🤖 AI Summary
This study elucidates the interplay among shortcut feature attraction during training, model reliance on shortcut decision rules, and out-of-distribution (OOD) failure across distribution families, revealing their mechanistic role in OOD generalization breakdown. By constructing a minimal binary classification setting that incorporates both invariant features and family-dependent shortcut features, and employing ridge-regularized logistic regression, the authors conduct theoretical analyses and synthetic experiments under both deterministic and noisy regimes. They theoretically disentangle shortcut learning, shifts in decision rules, and cross-family OOD failure for the first time, demonstrating that ridge regularization preserves an invariant-dominated classifier, thereby averting deterministic OOD failure.

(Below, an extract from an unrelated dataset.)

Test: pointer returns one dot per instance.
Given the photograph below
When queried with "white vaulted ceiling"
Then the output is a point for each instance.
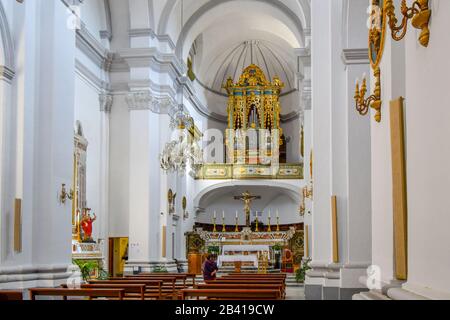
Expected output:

However, when shortcut signals dominate over noisy invariant signals, the model adopts shortcut-based rules, and its OOD performance hinges on the correlation or sign consistency of shortcut features in the test distribution.
📝 Abstract
Shortcut features are often invoked to explain out-of-distribution (OOD) failure, but training correlation, learned shortcut use, and test-time failure need not coincide. We study a minimal binary model with one invariant coordinate and one family-dependent shortcut coordinate. In the deterministic regime, positive average shortcut correlation pulls logistic ERM toward positive shortcut weight, but ridge regularization keeps the classifier invariant-dominated and prevents deterministic OOD failure. When the invariant coordinate is noisy, ridge-logistic ERM switches to the shortcut rule once the training shortcut signal exceeds the invariant signal. Whether that transition causes failure depends on the held-out family: weaker shortcut correlation yields positive excess risk, and sign-flipped families yield above-chance error. Synthetic checks match these analytic regimes and show that the same training-side transition can have different held-out consequences. The model separates shortcut attraction, shortcut-rule transition, and cross-family OOD failure.